Suhas Chakma, director of the Asian Centre for Human Rights, said the sentence reflected the government’s intention to consolidate its support among sharia law followers, in the face of serious political opposition.

“This could be used by the government to say they’re committed to Islam,” he said. “Courts are not independent in the Maldives so the government will have a hand.”

He said the lashes were also a breach of the UN Convention against Torture.

There were mixed reactions in comments posted on the local news website Minivan News.

“This is ridiculous, and hypocritical,” said one reader, identified as Mariyam.

“How many people over the age of 18 are having sex outside of marriage every day in this country. Why not flog them. And why not flog the 29-year-old man. If the girl has to face public humiliation why not the man.”

Another, identified as Dhivehi Hanguraama, volunteered to administer the lashing.

“I myself would volunteer to whip this creature, as would any of self-respecting, esteemed, members of the ulama (religious scholars).”

Police said they began their probe after receiving a complaint from the girl’s family.

“We investigated and forwarded our findings to the prosecutor general. The man was convicted of having sex with a minor,” police spokesman Hassan Haneef said.

Official sources said the girl had been tried under sharia law which prohibits girls between the ages of 13 and 18 having pre-marital sex.

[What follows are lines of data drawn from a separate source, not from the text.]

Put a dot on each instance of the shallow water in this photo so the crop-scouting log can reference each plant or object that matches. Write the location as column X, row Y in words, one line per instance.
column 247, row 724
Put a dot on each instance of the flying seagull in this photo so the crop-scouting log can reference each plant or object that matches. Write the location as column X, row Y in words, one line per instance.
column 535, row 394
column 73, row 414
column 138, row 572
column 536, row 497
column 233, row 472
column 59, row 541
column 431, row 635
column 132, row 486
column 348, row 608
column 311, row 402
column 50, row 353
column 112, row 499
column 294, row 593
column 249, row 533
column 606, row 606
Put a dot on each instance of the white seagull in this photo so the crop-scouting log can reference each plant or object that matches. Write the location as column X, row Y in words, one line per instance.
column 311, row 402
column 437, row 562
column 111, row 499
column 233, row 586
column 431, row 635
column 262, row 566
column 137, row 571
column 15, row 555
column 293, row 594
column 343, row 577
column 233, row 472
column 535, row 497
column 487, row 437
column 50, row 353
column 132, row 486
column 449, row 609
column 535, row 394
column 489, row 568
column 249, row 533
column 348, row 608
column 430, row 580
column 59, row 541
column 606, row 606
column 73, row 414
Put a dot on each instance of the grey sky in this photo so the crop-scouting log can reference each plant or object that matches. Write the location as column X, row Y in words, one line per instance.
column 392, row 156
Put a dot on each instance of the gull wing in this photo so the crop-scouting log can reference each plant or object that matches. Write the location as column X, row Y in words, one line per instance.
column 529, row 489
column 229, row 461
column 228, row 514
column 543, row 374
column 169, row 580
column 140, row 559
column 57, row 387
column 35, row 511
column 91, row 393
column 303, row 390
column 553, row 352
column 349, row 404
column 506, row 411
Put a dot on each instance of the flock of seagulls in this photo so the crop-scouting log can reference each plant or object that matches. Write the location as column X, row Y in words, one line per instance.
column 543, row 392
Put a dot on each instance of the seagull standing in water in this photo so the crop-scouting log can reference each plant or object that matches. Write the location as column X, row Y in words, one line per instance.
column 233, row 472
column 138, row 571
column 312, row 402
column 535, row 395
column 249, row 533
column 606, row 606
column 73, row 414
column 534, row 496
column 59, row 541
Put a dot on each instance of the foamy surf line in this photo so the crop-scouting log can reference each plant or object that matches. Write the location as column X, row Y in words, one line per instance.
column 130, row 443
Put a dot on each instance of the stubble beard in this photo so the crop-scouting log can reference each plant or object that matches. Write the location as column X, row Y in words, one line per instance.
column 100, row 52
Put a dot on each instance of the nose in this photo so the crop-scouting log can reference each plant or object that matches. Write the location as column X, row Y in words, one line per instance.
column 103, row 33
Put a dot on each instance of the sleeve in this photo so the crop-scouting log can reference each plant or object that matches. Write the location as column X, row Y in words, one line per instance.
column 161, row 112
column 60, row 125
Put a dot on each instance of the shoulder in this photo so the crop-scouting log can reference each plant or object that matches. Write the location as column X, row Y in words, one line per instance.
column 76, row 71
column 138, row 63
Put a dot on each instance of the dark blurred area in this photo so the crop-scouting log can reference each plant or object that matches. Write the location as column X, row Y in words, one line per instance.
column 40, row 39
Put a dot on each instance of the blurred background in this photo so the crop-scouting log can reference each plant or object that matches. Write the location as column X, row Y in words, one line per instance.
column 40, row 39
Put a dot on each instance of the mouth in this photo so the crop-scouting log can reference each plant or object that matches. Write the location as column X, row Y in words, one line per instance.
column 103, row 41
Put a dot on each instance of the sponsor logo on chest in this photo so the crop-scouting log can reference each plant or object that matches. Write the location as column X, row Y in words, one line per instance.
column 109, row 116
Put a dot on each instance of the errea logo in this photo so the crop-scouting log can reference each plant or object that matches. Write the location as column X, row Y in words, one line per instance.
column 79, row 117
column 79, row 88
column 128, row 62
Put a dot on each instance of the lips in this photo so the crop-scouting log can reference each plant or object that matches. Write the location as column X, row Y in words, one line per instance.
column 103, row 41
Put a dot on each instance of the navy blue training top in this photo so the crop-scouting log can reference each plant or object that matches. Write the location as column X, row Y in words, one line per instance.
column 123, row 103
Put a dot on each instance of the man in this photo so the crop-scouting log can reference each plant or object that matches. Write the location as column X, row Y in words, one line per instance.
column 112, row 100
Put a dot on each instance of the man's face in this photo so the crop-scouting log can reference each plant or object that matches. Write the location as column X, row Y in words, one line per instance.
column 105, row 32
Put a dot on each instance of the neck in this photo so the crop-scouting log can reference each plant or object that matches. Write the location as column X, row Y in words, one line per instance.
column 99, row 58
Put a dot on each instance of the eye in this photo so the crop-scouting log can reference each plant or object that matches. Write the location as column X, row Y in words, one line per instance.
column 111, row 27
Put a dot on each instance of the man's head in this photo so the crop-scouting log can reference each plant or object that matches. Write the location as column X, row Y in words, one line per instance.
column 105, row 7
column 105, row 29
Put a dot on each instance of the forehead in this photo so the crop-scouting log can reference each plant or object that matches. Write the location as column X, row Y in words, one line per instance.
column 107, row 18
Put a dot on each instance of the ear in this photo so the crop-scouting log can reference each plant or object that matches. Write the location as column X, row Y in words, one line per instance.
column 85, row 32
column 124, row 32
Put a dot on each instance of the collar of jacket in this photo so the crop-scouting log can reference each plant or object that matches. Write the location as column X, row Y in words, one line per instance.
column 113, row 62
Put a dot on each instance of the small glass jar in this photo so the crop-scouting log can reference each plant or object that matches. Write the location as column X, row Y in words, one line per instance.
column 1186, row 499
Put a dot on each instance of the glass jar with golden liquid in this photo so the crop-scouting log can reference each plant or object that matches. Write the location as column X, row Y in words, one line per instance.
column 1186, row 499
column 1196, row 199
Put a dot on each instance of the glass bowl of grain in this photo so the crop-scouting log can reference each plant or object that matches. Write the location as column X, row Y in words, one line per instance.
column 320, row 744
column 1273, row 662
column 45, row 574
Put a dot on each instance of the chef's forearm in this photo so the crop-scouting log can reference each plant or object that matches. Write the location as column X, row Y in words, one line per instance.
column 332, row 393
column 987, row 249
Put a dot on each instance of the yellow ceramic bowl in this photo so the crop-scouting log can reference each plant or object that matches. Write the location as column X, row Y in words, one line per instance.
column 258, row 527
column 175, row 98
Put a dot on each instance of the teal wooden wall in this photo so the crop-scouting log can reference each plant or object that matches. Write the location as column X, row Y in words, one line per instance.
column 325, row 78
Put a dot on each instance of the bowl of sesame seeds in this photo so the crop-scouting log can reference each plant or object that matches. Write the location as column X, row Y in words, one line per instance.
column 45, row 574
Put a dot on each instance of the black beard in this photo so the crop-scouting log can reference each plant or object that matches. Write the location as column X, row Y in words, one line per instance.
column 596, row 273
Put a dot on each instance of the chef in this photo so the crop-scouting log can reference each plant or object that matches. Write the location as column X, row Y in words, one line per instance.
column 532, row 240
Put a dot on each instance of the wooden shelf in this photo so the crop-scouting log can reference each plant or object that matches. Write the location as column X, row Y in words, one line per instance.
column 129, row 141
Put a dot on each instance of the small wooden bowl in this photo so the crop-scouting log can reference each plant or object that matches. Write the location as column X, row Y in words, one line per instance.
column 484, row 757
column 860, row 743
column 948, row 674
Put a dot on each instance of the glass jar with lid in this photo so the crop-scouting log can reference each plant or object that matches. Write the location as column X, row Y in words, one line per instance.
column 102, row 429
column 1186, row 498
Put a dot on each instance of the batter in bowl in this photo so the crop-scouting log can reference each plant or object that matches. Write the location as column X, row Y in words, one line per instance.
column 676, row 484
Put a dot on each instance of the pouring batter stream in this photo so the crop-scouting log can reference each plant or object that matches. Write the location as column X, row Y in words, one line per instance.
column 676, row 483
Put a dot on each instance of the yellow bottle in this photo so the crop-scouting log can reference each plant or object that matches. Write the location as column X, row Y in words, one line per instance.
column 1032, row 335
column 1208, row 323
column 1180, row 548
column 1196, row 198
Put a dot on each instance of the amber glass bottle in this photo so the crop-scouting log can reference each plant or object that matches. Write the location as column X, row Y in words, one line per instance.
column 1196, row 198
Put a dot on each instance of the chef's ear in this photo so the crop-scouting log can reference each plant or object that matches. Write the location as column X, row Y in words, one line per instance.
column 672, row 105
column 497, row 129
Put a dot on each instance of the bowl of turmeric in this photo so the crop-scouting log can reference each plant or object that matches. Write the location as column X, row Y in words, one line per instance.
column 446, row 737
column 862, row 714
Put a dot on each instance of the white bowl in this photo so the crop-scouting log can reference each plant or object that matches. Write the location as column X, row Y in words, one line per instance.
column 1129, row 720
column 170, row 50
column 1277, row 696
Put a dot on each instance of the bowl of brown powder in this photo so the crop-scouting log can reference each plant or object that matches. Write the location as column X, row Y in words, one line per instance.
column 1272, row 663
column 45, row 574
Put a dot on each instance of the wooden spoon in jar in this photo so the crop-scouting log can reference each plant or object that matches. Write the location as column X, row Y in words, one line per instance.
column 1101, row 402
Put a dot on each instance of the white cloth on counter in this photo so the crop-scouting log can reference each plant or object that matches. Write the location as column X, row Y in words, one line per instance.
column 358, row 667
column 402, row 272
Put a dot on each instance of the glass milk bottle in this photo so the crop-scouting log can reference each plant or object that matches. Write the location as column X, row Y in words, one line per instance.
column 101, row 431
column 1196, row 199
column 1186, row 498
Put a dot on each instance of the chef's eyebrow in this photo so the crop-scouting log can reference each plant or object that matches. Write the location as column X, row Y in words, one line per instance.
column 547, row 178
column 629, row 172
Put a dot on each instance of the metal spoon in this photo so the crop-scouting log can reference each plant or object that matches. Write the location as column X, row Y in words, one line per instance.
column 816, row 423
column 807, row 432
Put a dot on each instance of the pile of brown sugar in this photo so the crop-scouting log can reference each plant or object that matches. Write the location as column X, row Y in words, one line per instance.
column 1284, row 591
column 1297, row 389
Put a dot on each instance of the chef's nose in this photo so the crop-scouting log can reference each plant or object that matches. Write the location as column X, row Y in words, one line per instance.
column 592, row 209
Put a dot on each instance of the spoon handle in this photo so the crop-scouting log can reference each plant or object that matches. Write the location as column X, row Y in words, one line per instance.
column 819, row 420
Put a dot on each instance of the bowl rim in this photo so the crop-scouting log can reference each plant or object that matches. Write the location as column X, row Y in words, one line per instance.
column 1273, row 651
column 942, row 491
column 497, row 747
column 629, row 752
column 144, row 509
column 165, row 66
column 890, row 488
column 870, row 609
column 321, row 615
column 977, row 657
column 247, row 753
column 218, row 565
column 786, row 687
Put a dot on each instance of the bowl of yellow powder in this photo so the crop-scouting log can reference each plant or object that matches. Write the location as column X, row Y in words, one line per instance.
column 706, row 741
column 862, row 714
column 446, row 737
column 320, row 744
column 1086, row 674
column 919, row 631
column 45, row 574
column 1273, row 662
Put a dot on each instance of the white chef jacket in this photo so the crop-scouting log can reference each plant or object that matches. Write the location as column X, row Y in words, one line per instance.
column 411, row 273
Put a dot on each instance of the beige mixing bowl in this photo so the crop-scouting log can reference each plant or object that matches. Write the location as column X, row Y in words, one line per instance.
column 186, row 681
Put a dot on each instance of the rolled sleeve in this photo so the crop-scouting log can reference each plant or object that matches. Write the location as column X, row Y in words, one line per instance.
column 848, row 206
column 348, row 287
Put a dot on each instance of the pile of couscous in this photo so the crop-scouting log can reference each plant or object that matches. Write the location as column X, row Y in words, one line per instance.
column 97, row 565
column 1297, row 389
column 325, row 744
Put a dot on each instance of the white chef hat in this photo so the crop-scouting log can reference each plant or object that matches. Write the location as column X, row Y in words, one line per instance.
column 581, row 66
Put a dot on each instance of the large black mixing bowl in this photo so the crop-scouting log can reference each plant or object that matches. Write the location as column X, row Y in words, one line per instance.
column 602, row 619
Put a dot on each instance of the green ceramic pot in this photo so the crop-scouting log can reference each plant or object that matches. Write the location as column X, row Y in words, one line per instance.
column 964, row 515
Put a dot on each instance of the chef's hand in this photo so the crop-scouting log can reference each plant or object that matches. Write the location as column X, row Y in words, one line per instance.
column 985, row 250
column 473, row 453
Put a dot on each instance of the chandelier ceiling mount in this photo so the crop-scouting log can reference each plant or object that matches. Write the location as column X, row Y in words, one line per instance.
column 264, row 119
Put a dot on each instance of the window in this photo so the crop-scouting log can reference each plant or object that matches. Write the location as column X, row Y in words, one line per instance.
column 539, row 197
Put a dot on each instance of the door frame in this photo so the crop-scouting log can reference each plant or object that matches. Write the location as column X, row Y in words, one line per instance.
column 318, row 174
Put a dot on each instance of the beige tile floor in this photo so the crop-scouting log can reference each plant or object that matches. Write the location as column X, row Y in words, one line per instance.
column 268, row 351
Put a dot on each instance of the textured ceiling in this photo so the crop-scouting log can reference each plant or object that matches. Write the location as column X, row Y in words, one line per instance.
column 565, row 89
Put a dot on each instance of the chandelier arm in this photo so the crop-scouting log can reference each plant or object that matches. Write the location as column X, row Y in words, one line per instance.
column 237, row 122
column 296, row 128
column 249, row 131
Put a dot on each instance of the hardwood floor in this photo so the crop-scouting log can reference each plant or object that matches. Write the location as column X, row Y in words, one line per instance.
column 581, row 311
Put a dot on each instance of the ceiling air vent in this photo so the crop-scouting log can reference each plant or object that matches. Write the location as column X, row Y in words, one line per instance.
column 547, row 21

Sex with a girl under the age of 13 is considered rape.

She was convicted on the basis of her confession.

Her lover, on the other hand, was tried under common law and convicted of having sex with a minor, an offence punishable with a sentence of up to 15 years in prison.

The pair had intercourse on the Raa atoll, about 200 kilometres north of the capital island Male.

There was no immediate comment from the Maldivian government, which includes the ultra conservative Adhaalath Party, whose supporters follow a strict brand of Wahhabi Islam.

The country’s first democratically elected president, the Western-educated Mohamed Nasheed, resigned in February saying he was forced out in a coup backed by Islamic extremists along with elements of the police and the armed forces.

However, a Commonwealth investigation declared last week that the transfer of power was constitutional and ruled out a coup.

Mr Nasheed’s fall was followed by the Taliban-style destruction of pre-Islamic era Buddhist statues at the country’s main museum.

According to statistics revealed by the Gender Department in April this year, between December 2010 and October 2011, 1,138 cases of child abuse were reported from atoll family and children service centres. 1,005 of these cases involved minors while 133 of these cases involved victims aged older than 18, the report said.